MC4R agonism has been shown in vitro to suppress melatonin synthesis in pinealocytes via a cyclic AMP-dependent pathway [14]. Melatonin is secreted primarily during the first half of the night and is central to both sleep-onset timing and SWS consolidation. Suppression of melatonin by bremelanotide could theoretically delay sleep onset and reduce SWS depth, which would compound the REM-suppressive effects described in rodent models. This interaction has not been tested in humans.

Orexin Pathway Crosstalk

Orexin (hypocretin) neurons in the lateral hypothalamus receive dense MC4R-positive inputs.
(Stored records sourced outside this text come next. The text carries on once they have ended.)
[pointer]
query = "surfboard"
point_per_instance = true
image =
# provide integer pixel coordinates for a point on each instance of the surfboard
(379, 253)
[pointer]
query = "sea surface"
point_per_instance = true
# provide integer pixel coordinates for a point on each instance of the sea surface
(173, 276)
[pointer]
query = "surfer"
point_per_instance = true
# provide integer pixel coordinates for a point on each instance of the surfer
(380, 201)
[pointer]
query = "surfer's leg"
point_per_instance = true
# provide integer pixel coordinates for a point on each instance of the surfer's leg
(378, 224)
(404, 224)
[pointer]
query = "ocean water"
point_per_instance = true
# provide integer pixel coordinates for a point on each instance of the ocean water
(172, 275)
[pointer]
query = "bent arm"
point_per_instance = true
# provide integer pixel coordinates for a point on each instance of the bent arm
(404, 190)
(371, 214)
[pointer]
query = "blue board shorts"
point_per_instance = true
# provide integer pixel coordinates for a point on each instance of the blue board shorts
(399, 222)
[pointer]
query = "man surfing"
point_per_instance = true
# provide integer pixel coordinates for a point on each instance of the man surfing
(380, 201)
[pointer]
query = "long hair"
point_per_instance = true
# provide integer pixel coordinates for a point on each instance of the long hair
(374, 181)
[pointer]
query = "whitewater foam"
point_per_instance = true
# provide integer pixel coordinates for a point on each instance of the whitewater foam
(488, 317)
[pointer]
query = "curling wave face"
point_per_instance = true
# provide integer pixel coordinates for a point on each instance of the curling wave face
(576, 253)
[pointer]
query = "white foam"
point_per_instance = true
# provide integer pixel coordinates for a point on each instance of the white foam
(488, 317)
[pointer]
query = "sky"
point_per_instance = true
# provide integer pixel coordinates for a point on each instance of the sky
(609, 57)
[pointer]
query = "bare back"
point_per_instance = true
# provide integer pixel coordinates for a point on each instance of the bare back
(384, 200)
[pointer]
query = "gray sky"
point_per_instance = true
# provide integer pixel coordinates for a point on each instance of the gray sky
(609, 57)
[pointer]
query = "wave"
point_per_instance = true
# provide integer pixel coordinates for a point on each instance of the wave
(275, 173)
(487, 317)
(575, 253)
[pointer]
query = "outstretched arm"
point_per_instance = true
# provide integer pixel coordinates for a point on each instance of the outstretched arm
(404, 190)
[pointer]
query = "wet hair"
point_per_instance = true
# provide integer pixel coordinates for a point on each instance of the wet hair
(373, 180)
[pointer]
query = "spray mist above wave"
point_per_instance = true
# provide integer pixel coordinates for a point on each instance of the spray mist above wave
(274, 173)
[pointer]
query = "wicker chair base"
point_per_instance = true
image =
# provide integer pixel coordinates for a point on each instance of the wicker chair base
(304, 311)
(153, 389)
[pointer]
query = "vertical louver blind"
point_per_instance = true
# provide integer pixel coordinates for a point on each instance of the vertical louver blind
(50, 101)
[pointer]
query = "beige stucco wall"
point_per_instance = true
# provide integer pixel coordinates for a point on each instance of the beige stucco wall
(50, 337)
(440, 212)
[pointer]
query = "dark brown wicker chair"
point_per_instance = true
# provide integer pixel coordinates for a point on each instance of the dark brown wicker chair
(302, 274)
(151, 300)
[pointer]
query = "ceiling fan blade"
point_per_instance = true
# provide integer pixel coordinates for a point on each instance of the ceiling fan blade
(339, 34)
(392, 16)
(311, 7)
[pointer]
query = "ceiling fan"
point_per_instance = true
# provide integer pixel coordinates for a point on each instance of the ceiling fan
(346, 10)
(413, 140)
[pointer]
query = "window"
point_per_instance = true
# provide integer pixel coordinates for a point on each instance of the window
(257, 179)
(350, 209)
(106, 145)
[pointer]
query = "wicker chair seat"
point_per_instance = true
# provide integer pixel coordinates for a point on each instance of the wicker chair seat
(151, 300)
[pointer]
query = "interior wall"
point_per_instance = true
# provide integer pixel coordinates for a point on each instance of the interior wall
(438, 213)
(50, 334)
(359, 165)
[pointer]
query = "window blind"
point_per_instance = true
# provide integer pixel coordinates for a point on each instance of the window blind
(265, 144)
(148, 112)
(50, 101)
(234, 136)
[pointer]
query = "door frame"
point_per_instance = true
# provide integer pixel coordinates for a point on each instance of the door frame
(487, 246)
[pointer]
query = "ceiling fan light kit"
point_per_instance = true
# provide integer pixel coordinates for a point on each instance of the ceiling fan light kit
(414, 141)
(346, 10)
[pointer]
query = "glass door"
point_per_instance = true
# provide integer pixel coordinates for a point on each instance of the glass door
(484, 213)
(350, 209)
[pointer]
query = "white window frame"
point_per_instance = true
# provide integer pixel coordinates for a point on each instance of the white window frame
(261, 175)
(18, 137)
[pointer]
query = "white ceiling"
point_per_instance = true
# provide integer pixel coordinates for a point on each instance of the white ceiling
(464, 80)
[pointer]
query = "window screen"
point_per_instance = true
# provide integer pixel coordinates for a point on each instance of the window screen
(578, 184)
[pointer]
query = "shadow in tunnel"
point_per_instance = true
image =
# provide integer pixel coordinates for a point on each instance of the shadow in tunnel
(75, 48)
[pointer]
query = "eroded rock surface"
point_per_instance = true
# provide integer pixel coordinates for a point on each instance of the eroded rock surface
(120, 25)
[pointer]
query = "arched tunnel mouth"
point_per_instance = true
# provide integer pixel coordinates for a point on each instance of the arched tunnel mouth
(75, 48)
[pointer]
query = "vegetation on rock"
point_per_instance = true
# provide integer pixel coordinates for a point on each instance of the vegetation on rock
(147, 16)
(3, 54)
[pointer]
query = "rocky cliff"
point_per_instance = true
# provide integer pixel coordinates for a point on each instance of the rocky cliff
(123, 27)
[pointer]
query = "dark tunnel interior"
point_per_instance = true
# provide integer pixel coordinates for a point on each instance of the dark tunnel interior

MC4R agonism increases orexin neuron firing in slice preparations [15]. Because orexin is the primary wake-promoting neuropeptide and orexin loss causes narcolepsy, bremelanotide-driven orexin activation represents a third mechanistic pathway through which the drug could suppress REM sleep and delay sleep onset [15]. This circuit is also relevant to the appetite-suppressive effects of MC4R agonists observed in obesity pharmacology.

Practical Clinical Guidance on Dosing Timing

Why the Dosing Window Matters for Sleep

The FDA label recommends dosing at least 45 minutes before sexual activity and no more than once every 24 hours [2]. The label does not specify a maximum evening cutoff relative to bedtime. Given the receptor pharmacology and the adverse event profile, prescribers should counsel patients to avoid dosing within 3-4 hours of intended sleep onset. This recommendation is based on the 2.7-hour half-life of bremelanotide and the 4-6 hour window over which MC4R-driven arousal effects have been observed in rodent models [7].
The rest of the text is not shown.